Pelatih pertama Gavi di Los Palacios, sebuah di kota Andalusia, di mana orang-orang Fabian Ruiz dan Jesus Navas dibentuk, menyebut bahwa Gavi hanya ingin bergabung ke Barcelona.
"Saya mengetahi bahwa [Real] Madrid dan Atletico menginginkan dia, tapi ketika pergi ke Barcelona, dia memberitahu orang tuanya: 'Ayah, pemain terbaik ada di sini dan saya ingin bermain di sini'," demikian ujar Manuel Vasco kepada Sport.
"Anak itu mengundang minat dari klub-klub besar sejak awal. [Real] Betis dan Sevilla adalah yang pertama tiba di sini karena kedekatannya."
"Barcelona mengontrak dia dalam turnamen yang berlangsung di Algarve, di mana dia terpilih sebagai pemain terbaik dan Barcelona membawanya."
"Tapi, sebelum itu saya pikir ia berada di Madrid bersama kedua tim, dan mereka memantau dia. Jelas bahwa, jika harus memilih di antara klub-klub besar, dia lebih menyukai Barcelona."

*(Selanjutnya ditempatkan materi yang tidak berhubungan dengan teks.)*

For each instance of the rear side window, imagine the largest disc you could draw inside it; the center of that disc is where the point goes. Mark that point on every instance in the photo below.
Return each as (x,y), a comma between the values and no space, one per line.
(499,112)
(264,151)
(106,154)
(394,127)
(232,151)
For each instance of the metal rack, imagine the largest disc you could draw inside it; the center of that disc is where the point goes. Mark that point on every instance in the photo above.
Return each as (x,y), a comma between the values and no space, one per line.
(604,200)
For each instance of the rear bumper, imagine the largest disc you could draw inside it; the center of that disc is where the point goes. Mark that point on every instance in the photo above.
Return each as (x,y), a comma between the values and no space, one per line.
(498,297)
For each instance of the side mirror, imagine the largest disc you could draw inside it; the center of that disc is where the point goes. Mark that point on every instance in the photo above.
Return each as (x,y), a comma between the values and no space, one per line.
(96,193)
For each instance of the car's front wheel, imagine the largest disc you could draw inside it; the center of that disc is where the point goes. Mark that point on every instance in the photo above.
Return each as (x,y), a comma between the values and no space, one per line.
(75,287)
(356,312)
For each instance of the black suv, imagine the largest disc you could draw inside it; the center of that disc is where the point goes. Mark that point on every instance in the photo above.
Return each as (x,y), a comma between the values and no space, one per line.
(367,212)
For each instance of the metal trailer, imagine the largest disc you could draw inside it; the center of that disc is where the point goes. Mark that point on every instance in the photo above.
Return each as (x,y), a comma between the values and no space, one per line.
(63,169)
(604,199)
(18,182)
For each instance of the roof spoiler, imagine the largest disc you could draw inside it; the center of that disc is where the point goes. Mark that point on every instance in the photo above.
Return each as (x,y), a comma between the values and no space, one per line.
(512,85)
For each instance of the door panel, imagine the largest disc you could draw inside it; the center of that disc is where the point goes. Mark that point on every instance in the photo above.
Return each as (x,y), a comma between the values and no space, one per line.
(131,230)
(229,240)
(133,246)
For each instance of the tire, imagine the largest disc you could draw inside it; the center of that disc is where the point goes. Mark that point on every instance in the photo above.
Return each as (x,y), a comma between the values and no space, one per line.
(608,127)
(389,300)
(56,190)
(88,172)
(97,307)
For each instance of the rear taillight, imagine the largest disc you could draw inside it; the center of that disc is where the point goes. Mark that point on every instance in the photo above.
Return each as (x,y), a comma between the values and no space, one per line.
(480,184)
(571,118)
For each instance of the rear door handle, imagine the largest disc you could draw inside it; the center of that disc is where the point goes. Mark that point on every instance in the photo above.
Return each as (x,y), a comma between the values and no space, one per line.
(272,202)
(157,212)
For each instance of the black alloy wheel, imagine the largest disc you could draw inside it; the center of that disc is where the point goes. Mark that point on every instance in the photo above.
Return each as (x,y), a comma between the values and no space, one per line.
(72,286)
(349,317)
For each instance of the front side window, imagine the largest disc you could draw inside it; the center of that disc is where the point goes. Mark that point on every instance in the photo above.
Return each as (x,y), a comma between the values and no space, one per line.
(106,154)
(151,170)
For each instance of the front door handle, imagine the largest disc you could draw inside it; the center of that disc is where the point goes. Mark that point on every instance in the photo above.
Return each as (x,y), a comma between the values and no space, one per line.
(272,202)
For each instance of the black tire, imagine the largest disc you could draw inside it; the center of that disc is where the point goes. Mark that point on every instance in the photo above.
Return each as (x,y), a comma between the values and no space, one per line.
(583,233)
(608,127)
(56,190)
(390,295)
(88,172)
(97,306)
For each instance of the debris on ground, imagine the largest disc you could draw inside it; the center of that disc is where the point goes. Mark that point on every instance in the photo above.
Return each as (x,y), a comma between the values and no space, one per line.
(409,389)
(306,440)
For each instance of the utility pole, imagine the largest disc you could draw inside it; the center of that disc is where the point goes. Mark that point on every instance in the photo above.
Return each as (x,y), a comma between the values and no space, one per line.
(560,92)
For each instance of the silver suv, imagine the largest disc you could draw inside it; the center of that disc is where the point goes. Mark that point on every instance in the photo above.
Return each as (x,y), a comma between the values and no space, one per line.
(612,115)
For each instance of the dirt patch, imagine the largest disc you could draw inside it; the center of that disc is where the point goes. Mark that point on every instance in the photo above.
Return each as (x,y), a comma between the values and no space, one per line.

Meski masih sangat muda, Gavi sudah mendapat kepercayaan tampil di tim nasional Spanyol. Sejak dipanggul di tim senior pada 30 September lalu, ia kini sudah memiliki empat caps.
Ketika menjalani debutnya dalam kemenangan semi-final UEFA Nations League atas Italia pada 6 Oktober, Gavi menjadi pemain termuda yang memperkuat Spanyol di level senior.